Hi Loretta,
Thanks for your kind words.
If you are interested in doing some zinnia breeding of your own, I would be glad to provide information and counseling on that. Many, perhaps all, of the commercial heirloom zinnia strains have "run out" in many decades of seed production field growing. So one easy way to enter zinnia breeding is to grow some of an heirloom strain, expecting to see a large number of "off-type" culls, and simply save seed from the best few specimens that you get. You might make some crosses between your best specimens. I am currently growing a couple of 4-row beds of California Giants Mix, and I am curious to see whether I get any good on-type specimens out of that.
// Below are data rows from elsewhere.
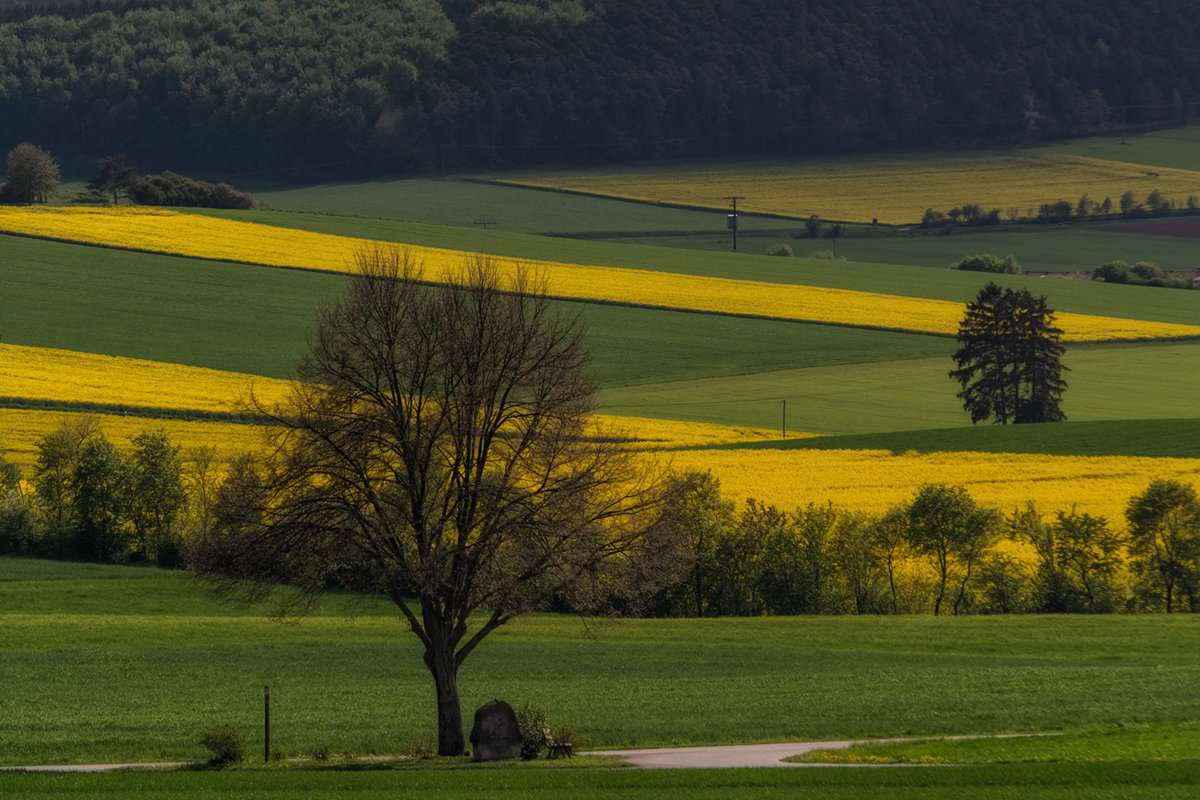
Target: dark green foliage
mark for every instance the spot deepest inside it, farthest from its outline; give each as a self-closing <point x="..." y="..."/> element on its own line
<point x="1079" y="561"/>
<point x="95" y="501"/>
<point x="1057" y="211"/>
<point x="1008" y="361"/>
<point x="953" y="533"/>
<point x="438" y="85"/>
<point x="156" y="498"/>
<point x="988" y="263"/>
<point x="113" y="176"/>
<point x="101" y="486"/>
<point x="169" y="188"/>
<point x="16" y="512"/>
<point x="532" y="721"/>
<point x="1164" y="546"/>
<point x="1146" y="274"/>
<point x="227" y="744"/>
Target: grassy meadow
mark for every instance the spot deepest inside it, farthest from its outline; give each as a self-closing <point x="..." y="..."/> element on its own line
<point x="142" y="661"/>
<point x="117" y="663"/>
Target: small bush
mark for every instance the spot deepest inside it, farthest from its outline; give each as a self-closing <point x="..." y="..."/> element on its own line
<point x="420" y="746"/>
<point x="227" y="744"/>
<point x="532" y="720"/>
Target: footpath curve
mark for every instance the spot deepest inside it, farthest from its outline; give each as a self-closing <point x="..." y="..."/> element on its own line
<point x="724" y="756"/>
<point x="711" y="757"/>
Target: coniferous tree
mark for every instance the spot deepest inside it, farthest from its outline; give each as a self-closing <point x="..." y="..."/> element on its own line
<point x="1009" y="359"/>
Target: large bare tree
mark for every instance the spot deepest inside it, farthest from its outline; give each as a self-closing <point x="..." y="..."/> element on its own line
<point x="436" y="450"/>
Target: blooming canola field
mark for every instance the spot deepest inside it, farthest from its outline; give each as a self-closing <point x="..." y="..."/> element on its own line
<point x="871" y="481"/>
<point x="888" y="188"/>
<point x="197" y="235"/>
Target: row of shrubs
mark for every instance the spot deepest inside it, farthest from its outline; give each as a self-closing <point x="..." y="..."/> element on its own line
<point x="89" y="499"/>
<point x="227" y="743"/>
<point x="1139" y="274"/>
<point x="939" y="554"/>
<point x="1128" y="206"/>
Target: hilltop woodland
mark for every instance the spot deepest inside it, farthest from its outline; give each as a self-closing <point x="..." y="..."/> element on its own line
<point x="939" y="553"/>
<point x="450" y="84"/>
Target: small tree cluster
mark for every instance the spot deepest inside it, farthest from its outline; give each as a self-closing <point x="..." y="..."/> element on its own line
<point x="988" y="263"/>
<point x="169" y="188"/>
<point x="33" y="174"/>
<point x="1009" y="359"/>
<point x="1145" y="274"/>
<point x="967" y="215"/>
<point x="91" y="500"/>
<point x="1128" y="205"/>
<point x="115" y="179"/>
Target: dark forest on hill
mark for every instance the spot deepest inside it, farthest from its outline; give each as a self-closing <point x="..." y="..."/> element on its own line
<point x="252" y="86"/>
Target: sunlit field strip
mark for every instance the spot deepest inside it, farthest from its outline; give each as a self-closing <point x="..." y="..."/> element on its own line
<point x="873" y="481"/>
<point x="21" y="429"/>
<point x="66" y="376"/>
<point x="222" y="239"/>
<point x="894" y="190"/>
<point x="667" y="434"/>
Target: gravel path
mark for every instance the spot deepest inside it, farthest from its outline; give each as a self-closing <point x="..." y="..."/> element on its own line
<point x="723" y="756"/>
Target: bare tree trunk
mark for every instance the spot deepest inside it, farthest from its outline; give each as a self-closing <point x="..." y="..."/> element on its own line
<point x="445" y="678"/>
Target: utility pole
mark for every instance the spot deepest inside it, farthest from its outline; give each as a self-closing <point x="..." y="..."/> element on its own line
<point x="732" y="222"/>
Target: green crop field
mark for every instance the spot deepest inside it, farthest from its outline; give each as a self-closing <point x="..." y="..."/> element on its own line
<point x="120" y="663"/>
<point x="103" y="663"/>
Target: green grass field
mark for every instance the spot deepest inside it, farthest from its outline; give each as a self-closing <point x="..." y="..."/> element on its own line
<point x="106" y="663"/>
<point x="118" y="663"/>
<point x="1115" y="781"/>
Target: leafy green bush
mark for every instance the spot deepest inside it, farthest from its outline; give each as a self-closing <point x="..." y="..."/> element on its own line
<point x="532" y="721"/>
<point x="1145" y="274"/>
<point x="227" y="744"/>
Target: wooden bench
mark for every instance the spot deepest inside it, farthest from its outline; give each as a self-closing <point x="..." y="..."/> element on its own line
<point x="557" y="747"/>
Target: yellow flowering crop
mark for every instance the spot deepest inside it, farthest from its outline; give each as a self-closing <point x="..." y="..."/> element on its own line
<point x="669" y="434"/>
<point x="893" y="190"/>
<point x="875" y="480"/>
<point x="66" y="376"/>
<point x="222" y="239"/>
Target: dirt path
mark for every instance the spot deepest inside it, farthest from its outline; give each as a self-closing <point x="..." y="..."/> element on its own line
<point x="720" y="756"/>
<point x="723" y="756"/>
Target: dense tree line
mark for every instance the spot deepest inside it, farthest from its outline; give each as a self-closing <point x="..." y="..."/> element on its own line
<point x="429" y="84"/>
<point x="939" y="553"/>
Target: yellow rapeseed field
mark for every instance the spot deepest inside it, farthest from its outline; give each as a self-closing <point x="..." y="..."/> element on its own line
<point x="894" y="190"/>
<point x="66" y="376"/>
<point x="223" y="239"/>
<point x="873" y="481"/>
<point x="646" y="433"/>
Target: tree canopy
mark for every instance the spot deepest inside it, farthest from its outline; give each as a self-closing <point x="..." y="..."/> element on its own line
<point x="448" y="84"/>
<point x="1009" y="359"/>
<point x="436" y="450"/>
<point x="33" y="175"/>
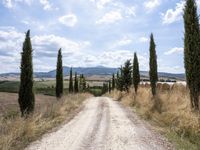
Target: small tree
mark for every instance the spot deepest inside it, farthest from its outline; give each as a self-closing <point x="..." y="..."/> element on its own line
<point x="59" y="75"/>
<point x="126" y="75"/>
<point x="192" y="51"/>
<point x="109" y="86"/>
<point x="153" y="74"/>
<point x="136" y="72"/>
<point x="113" y="81"/>
<point x="26" y="97"/>
<point x="76" y="90"/>
<point x="120" y="80"/>
<point x="105" y="88"/>
<point x="71" y="88"/>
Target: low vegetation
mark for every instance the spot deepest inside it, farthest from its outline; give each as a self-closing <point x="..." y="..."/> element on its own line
<point x="171" y="112"/>
<point x="17" y="132"/>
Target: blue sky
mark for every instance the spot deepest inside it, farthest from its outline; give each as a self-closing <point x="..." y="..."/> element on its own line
<point x="92" y="32"/>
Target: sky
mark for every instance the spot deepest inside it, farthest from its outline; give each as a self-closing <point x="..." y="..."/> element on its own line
<point x="92" y="32"/>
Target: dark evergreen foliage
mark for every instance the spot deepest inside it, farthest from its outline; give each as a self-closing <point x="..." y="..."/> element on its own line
<point x="76" y="90"/>
<point x="136" y="72"/>
<point x="113" y="81"/>
<point x="192" y="51"/>
<point x="71" y="88"/>
<point x="126" y="73"/>
<point x="109" y="86"/>
<point x="153" y="74"/>
<point x="82" y="83"/>
<point x="26" y="95"/>
<point x="59" y="75"/>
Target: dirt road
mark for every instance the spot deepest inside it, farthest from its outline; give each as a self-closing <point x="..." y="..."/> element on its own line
<point x="103" y="124"/>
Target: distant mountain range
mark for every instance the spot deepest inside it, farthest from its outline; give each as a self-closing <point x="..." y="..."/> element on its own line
<point x="89" y="71"/>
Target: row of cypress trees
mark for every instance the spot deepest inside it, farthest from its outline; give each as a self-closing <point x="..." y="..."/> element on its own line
<point x="26" y="97"/>
<point x="130" y="74"/>
<point x="191" y="59"/>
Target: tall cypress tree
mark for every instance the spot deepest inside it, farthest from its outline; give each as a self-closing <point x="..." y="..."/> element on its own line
<point x="59" y="75"/>
<point x="109" y="86"/>
<point x="153" y="74"/>
<point x="76" y="84"/>
<point x="113" y="81"/>
<point x="26" y="97"/>
<point x="126" y="75"/>
<point x="136" y="72"/>
<point x="71" y="88"/>
<point x="192" y="51"/>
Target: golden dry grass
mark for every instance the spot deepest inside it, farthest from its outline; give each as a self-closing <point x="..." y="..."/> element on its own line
<point x="16" y="132"/>
<point x="169" y="109"/>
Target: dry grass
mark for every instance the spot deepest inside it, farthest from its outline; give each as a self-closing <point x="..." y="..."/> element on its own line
<point x="16" y="132"/>
<point x="170" y="110"/>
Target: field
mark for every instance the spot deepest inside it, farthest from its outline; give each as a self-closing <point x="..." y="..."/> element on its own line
<point x="169" y="112"/>
<point x="16" y="132"/>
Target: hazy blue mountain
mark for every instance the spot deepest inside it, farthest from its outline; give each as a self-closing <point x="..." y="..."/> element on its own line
<point x="88" y="71"/>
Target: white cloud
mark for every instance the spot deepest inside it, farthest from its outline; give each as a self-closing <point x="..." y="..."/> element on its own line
<point x="46" y="4"/>
<point x="151" y="4"/>
<point x="8" y="3"/>
<point x="143" y="39"/>
<point x="69" y="20"/>
<point x="174" y="50"/>
<point x="174" y="15"/>
<point x="12" y="3"/>
<point x="45" y="49"/>
<point x="110" y="17"/>
<point x="100" y="4"/>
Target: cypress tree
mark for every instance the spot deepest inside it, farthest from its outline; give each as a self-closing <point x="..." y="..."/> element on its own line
<point x="26" y="97"/>
<point x="76" y="84"/>
<point x="84" y="84"/>
<point x="127" y="75"/>
<point x="120" y="80"/>
<point x="153" y="74"/>
<point x="81" y="83"/>
<point x="59" y="75"/>
<point x="71" y="88"/>
<point x="113" y="81"/>
<point x="109" y="86"/>
<point x="192" y="51"/>
<point x="136" y="72"/>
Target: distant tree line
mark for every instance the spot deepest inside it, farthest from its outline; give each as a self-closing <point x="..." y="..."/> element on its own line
<point x="128" y="74"/>
<point x="191" y="59"/>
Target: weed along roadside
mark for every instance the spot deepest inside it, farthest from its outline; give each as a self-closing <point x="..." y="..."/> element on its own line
<point x="16" y="132"/>
<point x="175" y="119"/>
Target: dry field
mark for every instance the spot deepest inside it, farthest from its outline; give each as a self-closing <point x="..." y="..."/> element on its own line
<point x="169" y="111"/>
<point x="16" y="132"/>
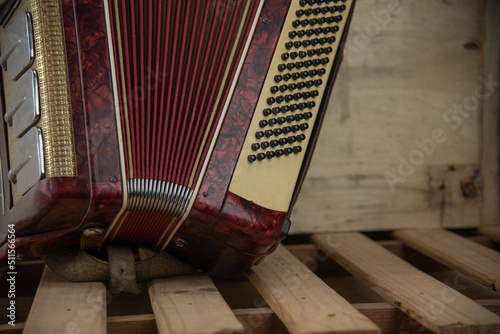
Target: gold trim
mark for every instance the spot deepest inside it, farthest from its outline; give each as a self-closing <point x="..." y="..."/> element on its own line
<point x="120" y="217"/>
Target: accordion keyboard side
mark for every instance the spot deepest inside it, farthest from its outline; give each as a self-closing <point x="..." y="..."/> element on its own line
<point x="291" y="100"/>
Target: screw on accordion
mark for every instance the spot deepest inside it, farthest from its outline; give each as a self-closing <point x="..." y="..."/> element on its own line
<point x="184" y="126"/>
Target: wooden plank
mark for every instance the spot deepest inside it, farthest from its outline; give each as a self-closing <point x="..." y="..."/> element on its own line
<point x="191" y="304"/>
<point x="303" y="302"/>
<point x="491" y="117"/>
<point x="480" y="263"/>
<point x="430" y="302"/>
<point x="492" y="232"/>
<point x="66" y="307"/>
<point x="406" y="65"/>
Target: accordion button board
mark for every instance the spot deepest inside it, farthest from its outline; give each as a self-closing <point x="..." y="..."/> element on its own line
<point x="274" y="149"/>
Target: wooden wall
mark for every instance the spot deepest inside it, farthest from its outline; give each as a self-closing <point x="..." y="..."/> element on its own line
<point x="402" y="142"/>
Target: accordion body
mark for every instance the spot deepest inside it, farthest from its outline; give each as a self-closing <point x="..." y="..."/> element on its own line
<point x="184" y="126"/>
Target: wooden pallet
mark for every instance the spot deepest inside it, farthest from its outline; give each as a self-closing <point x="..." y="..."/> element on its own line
<point x="298" y="289"/>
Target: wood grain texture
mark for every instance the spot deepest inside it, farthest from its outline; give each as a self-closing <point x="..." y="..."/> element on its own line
<point x="480" y="263"/>
<point x="407" y="65"/>
<point x="66" y="307"/>
<point x="491" y="114"/>
<point x="303" y="302"/>
<point x="430" y="302"/>
<point x="191" y="304"/>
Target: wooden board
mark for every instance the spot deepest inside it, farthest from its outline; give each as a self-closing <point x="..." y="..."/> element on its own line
<point x="407" y="65"/>
<point x="303" y="302"/>
<point x="66" y="307"/>
<point x="191" y="304"/>
<point x="430" y="302"/>
<point x="480" y="263"/>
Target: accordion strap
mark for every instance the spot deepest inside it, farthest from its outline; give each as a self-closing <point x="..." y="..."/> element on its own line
<point x="124" y="273"/>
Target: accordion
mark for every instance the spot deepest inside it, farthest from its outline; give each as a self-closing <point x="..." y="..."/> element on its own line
<point x="184" y="126"/>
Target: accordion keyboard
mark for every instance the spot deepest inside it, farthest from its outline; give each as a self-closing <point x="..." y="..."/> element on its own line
<point x="274" y="149"/>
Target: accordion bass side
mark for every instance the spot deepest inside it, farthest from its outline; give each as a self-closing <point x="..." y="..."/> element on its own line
<point x="184" y="126"/>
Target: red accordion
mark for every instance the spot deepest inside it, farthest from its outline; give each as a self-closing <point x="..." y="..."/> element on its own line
<point x="184" y="126"/>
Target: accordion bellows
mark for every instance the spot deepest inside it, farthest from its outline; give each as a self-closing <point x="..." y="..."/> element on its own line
<point x="184" y="126"/>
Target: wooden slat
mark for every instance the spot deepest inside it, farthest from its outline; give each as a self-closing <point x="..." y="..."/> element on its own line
<point x="303" y="302"/>
<point x="66" y="307"/>
<point x="480" y="263"/>
<point x="191" y="304"/>
<point x="430" y="302"/>
<point x="492" y="232"/>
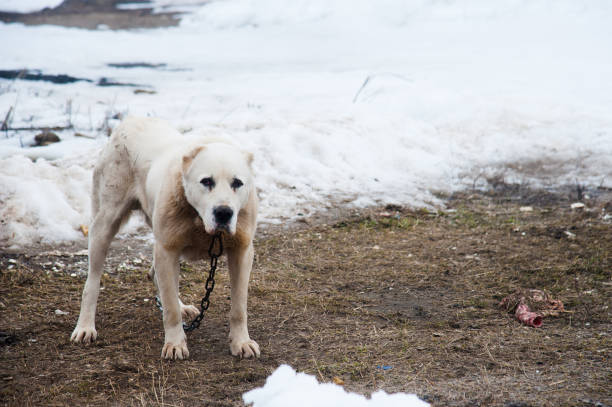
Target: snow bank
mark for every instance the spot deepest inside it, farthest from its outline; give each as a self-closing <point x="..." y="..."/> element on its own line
<point x="347" y="103"/>
<point x="27" y="6"/>
<point x="284" y="387"/>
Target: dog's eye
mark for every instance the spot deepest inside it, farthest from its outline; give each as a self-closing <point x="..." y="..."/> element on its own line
<point x="208" y="182"/>
<point x="236" y="183"/>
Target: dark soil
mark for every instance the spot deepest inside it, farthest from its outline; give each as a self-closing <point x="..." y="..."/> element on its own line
<point x="414" y="290"/>
<point x="92" y="14"/>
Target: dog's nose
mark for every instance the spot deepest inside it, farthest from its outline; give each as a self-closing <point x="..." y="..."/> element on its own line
<point x="223" y="214"/>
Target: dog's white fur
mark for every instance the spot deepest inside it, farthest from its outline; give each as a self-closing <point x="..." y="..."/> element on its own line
<point x="149" y="166"/>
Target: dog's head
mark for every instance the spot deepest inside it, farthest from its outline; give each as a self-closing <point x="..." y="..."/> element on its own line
<point x="217" y="180"/>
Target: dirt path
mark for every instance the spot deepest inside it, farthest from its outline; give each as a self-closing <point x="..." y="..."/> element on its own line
<point x="93" y="14"/>
<point x="416" y="291"/>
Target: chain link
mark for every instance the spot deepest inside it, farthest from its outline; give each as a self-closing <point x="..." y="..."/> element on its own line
<point x="216" y="242"/>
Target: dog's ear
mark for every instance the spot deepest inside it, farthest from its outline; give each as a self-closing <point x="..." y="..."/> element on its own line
<point x="249" y="157"/>
<point x="188" y="158"/>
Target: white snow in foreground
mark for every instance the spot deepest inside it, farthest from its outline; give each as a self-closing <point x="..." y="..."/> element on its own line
<point x="27" y="6"/>
<point x="350" y="102"/>
<point x="284" y="387"/>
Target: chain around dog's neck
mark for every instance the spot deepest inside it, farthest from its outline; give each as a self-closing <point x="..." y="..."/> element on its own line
<point x="215" y="243"/>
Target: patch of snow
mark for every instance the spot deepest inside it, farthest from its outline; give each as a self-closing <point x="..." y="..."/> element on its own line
<point x="284" y="387"/>
<point x="349" y="103"/>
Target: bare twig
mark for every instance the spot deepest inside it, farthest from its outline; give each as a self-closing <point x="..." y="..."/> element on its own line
<point x="371" y="77"/>
<point x="7" y="119"/>
<point x="43" y="128"/>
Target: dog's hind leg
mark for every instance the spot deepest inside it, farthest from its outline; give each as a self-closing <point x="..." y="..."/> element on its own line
<point x="105" y="225"/>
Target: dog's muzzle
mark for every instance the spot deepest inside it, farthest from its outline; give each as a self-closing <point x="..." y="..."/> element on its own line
<point x="223" y="216"/>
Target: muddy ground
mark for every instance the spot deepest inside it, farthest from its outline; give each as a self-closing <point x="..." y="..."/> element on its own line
<point x="414" y="290"/>
<point x="95" y="14"/>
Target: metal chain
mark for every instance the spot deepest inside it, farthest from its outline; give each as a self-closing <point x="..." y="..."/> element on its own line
<point x="210" y="283"/>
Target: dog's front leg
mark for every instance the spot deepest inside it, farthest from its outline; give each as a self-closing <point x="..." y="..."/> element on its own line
<point x="167" y="275"/>
<point x="240" y="261"/>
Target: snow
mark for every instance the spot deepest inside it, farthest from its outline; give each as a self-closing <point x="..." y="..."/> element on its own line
<point x="344" y="103"/>
<point x="27" y="6"/>
<point x="284" y="387"/>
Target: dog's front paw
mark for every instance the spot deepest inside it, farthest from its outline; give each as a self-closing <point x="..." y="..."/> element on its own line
<point x="245" y="349"/>
<point x="189" y="312"/>
<point x="175" y="350"/>
<point x="85" y="334"/>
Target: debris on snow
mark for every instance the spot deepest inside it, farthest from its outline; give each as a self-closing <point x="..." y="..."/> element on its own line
<point x="284" y="387"/>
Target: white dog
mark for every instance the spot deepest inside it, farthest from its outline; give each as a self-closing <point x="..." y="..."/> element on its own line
<point x="188" y="190"/>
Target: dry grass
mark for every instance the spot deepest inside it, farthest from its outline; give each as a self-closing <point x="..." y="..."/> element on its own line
<point x="417" y="291"/>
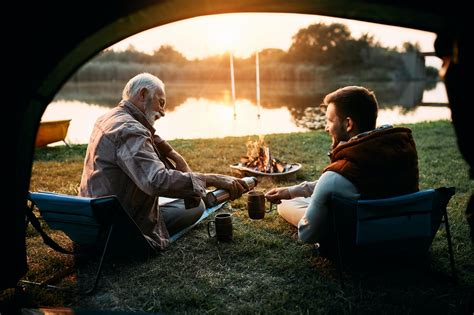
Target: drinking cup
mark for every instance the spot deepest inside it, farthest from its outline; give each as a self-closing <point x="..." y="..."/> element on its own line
<point x="222" y="226"/>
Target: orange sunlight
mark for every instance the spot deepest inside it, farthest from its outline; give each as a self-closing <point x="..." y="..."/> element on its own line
<point x="246" y="33"/>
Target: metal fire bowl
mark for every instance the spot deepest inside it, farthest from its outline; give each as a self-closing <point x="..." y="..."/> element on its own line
<point x="246" y="171"/>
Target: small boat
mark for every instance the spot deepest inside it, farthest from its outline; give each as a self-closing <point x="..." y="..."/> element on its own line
<point x="52" y="131"/>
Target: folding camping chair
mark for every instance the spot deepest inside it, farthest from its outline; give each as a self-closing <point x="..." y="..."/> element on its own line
<point x="91" y="222"/>
<point x="95" y="222"/>
<point x="401" y="227"/>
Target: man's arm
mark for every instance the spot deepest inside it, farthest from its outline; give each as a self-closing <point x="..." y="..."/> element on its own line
<point x="168" y="151"/>
<point x="305" y="189"/>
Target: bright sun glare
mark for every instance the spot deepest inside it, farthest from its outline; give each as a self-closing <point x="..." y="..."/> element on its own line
<point x="246" y="33"/>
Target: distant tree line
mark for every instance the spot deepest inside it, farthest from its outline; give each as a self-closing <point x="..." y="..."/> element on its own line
<point x="318" y="52"/>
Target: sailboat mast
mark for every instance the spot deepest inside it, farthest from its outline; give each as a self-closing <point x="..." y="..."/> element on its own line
<point x="257" y="78"/>
<point x="232" y="82"/>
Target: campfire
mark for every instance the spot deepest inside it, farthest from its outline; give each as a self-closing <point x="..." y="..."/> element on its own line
<point x="259" y="161"/>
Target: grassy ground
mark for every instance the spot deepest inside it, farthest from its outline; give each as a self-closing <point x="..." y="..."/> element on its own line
<point x="265" y="269"/>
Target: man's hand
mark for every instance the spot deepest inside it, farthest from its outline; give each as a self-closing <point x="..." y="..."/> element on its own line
<point x="275" y="195"/>
<point x="235" y="186"/>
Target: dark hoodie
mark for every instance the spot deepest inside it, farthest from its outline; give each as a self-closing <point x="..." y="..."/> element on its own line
<point x="380" y="163"/>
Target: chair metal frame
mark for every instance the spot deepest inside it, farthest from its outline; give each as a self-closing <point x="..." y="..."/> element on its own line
<point x="91" y="221"/>
<point x="435" y="199"/>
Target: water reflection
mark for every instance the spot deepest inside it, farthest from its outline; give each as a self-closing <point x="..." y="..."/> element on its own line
<point x="206" y="111"/>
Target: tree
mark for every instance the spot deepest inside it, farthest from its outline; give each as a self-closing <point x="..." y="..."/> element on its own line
<point x="317" y="42"/>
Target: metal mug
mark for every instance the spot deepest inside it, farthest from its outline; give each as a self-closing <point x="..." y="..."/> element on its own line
<point x="223" y="227"/>
<point x="256" y="205"/>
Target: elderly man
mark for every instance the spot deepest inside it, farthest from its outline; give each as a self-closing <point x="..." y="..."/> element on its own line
<point x="125" y="158"/>
<point x="365" y="163"/>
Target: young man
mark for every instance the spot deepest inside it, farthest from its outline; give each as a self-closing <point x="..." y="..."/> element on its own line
<point x="125" y="158"/>
<point x="365" y="163"/>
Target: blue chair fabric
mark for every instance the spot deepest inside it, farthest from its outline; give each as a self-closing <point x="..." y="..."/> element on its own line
<point x="98" y="225"/>
<point x="399" y="228"/>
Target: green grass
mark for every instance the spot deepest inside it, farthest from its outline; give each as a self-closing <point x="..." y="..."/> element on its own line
<point x="265" y="269"/>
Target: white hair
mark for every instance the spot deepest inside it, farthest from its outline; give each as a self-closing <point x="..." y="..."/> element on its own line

I have been pursuing this zinnia hobby since 2005, so understandably I have made some progress and had a couple of lucky mutations show up. I have a zinnia strain under development that I refer to as Razzle Dazzle and one variant of that strain is a nearly globe-shaped bloom, something like an Allium (flowering onion). It is an unusual "look" for a zinnia.
As with all All-Things-Plants pictures, you can click on it for a larger version, and see it a bit larger still by hitting your F11 key (to remove your Browser's heading material). That gray background is the out-of-focus concrete wall of the basement utility room where I grow my indoor zinnias. That indoor-grown bloom is fairly mature and I suspect that I can save seeds from it now to plant outdoors in my zinnia garden. I will be very curious to see how its seeds turn out. That kind of suspense is one of the advantages of breeding your own zinnias. It makes the daily trip into the zinnia garden interesting, and sometimes an adventure. You never know when an exciting mutation will appear. More later.